High-dimensional classification by sparse logistic regression
This work addresses high-dimensional classification challenges for data scientists, offering a computationally efficient solution with theoretical guarantees, though it appears incremental as it builds on existing penalized regression and Slope estimator frameworks.
The paper tackles high-dimensional binary classification by proposing a sparse logistic regression method with a complexity penalty for model selection, deriving non-asymptotic bounds for misclassification excess risk that improve under low-noise conditions, and extends the Slope estimator to achieve computational feasibility and rate-optimality under specific conditions.
We consider high-dimensional binary classification by sparse logistic regression.
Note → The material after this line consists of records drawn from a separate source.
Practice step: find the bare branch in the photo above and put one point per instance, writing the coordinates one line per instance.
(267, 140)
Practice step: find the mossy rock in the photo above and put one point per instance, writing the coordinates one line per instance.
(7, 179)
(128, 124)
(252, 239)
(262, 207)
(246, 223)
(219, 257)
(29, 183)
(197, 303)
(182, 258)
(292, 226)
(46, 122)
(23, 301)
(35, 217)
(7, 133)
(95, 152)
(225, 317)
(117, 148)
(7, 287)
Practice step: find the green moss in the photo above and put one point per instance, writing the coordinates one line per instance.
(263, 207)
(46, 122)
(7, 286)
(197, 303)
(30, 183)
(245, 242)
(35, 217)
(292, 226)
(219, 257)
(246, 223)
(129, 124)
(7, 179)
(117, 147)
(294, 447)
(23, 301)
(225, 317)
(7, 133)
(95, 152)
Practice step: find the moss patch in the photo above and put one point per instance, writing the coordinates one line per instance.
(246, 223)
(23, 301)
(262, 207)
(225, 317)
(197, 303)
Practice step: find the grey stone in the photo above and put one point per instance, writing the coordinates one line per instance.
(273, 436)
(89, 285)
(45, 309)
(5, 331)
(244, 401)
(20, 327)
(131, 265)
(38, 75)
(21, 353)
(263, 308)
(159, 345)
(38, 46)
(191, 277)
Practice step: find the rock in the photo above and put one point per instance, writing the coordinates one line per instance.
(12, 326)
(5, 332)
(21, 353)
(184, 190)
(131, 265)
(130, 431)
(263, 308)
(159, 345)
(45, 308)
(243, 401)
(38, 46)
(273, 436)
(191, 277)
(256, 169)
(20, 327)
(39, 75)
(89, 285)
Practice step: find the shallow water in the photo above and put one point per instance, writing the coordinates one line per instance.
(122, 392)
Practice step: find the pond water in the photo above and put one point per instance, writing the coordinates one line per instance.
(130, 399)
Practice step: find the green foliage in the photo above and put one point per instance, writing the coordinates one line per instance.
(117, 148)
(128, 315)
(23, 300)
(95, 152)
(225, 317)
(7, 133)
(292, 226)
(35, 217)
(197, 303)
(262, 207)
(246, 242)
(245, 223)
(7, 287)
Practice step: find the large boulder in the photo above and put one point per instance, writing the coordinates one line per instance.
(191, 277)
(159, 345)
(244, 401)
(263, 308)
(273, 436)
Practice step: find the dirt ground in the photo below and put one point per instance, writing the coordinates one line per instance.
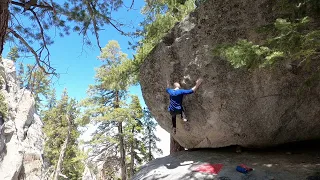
(295, 161)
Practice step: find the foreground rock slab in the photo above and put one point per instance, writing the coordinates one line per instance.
(258, 108)
(267, 165)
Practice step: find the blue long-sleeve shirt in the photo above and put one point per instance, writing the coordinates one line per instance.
(176, 97)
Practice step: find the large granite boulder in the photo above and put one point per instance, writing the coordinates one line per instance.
(258, 108)
(21, 136)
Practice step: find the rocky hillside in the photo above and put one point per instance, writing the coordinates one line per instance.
(257, 108)
(21, 137)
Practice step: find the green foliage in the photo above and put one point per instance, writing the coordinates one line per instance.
(13, 54)
(56, 130)
(118, 120)
(83, 17)
(3, 106)
(248, 55)
(293, 41)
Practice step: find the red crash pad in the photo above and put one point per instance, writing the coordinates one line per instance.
(209, 168)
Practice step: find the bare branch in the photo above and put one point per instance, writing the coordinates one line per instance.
(42, 36)
(94, 22)
(36, 5)
(38, 60)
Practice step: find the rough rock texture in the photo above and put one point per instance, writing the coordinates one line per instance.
(267, 165)
(233, 106)
(21, 139)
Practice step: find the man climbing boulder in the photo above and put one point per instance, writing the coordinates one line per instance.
(176, 97)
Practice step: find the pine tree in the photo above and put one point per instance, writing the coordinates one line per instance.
(133, 129)
(13, 54)
(61, 147)
(38, 83)
(107, 100)
(84, 17)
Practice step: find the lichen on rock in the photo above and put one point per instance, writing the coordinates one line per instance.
(258, 108)
(21, 137)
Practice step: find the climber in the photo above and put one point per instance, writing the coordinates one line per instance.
(176, 96)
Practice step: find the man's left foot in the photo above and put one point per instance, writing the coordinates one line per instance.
(174, 130)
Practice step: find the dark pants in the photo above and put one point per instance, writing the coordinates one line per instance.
(174, 116)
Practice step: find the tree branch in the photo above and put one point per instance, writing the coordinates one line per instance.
(36, 5)
(94, 22)
(38, 60)
(42, 36)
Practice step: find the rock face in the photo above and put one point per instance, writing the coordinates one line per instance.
(267, 165)
(21, 137)
(259, 108)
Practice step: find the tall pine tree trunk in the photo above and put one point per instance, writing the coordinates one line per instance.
(62, 151)
(149, 147)
(132, 154)
(121, 144)
(4, 18)
(174, 146)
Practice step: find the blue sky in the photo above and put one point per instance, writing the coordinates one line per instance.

We propose a model/feature selection procedure based on penalized maximum likelihood with a complexity penalty on the model size and derive the non-asymptotic bounds for the resulting misclassification excess risk. The bounds can be reduced under the additional low-noise condition. The proposed complexity penalty is remarkably related to the VC-dimension of a set of sparse linear classifiers. Implementation of any complexity penalty-based criterion, however, requires a combinatorial search over all possible models. To find a model selection procedure computationally feasible for high-dimensional data, we extend the Slope estimator for logistic regression and show that under an additional weighted restricted eigenvalue condition it is rate-optimal in the minimax sense.